In 2000, Michael Jackson offered to purchase the hotel, but the owners declined. In 2001, Ernst Andrea Scherz handed over management duties to his son, Andrea Scherz. The hotel also added a spa to include sauna and hammam areas. In 2013 and 2014, the sixth floor suites were refurbished. It received a renovation in 2018 which incorporated more suites at the property. One of the most notable recent developments was the complete renovation of the hotel's main restaurant in 2025. Reopened under the name Le Grand Restaurant, the redesigned space combines timeless elegance with contemporary design while celebrating classic table-side service traditions. This renovation was part of a multi-million Swiss franc investment programme aimed at ensuring the Palace remains one of Europe's leading luxury hotels with the owner Andrea Scherz being the chairman of the organization The Leading Hotels of the World.
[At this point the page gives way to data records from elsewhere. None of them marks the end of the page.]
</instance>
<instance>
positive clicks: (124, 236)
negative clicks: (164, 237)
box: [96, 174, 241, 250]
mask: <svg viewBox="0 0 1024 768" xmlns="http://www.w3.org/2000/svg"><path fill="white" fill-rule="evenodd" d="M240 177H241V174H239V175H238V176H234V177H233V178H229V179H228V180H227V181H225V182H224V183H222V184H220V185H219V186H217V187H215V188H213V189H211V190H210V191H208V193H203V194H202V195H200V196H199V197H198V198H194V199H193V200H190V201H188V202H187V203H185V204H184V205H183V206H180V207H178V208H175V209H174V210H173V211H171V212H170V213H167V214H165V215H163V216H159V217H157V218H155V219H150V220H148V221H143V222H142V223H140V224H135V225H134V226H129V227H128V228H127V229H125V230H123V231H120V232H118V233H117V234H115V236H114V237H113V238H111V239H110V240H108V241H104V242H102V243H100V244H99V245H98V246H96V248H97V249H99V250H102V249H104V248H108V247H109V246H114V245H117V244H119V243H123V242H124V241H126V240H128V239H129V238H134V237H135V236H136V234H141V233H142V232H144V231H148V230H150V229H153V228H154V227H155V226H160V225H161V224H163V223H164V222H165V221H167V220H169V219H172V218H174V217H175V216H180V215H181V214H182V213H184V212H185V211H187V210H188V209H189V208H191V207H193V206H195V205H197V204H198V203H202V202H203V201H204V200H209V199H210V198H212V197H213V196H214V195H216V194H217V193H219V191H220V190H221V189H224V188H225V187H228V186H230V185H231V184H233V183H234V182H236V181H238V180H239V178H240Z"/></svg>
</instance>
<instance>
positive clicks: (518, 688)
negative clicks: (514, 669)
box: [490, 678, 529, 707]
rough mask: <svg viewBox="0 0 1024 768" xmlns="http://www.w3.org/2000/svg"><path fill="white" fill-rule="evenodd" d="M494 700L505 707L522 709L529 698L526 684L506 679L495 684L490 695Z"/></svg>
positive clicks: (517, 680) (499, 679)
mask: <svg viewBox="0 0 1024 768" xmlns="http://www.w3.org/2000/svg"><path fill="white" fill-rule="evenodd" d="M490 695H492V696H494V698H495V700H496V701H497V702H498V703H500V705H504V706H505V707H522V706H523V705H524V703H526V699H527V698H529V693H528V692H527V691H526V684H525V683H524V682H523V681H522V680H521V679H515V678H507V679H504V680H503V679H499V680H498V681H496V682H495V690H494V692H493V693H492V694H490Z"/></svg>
In the summer of 2026, the hotel expanded its culinary offerings with a fifth restaurant, Gildo's al Fresco, dedicated to Mediterranean cuisine and named after its former maître d'hôtel, Gildo.

In April 2022, Roman Polanski began shooting the film The Palace in the hotel. In 2026, the Gstaad palace gained even greater international attention through the four-part SRF documentary series "Inside Gstaad Palace - Luxury and Tradition in the Iconic Hotel". The series offered viewers an exclusive behind-the-scenes look at the daily operation of the hotel, following more than 300 employees throughout a busy winter season. Culinary Director Franz W. Faeh retired after the 2026 summer season and was succeeded by Luca Gatti, who had worked at the palace for two decades.

==Description==
The Gstaad Palace was built in a Swiss chalet style on a hill overlooking the town of Gstaad. It has guest rooms and suites, restaurants, a basement nightclub (GreenGo), a spa, a traditional alpine hut (Walig Hut), indoor and outdoor pools, and numerous other amenities. It is a member of the independent hotel collective known as The Leading Hotels of the World.

In the mountain behind the hotel the Kommandoposten Gstaad Schweizerhof, the secret bunker complex of Swiss Armed Forces headquarters.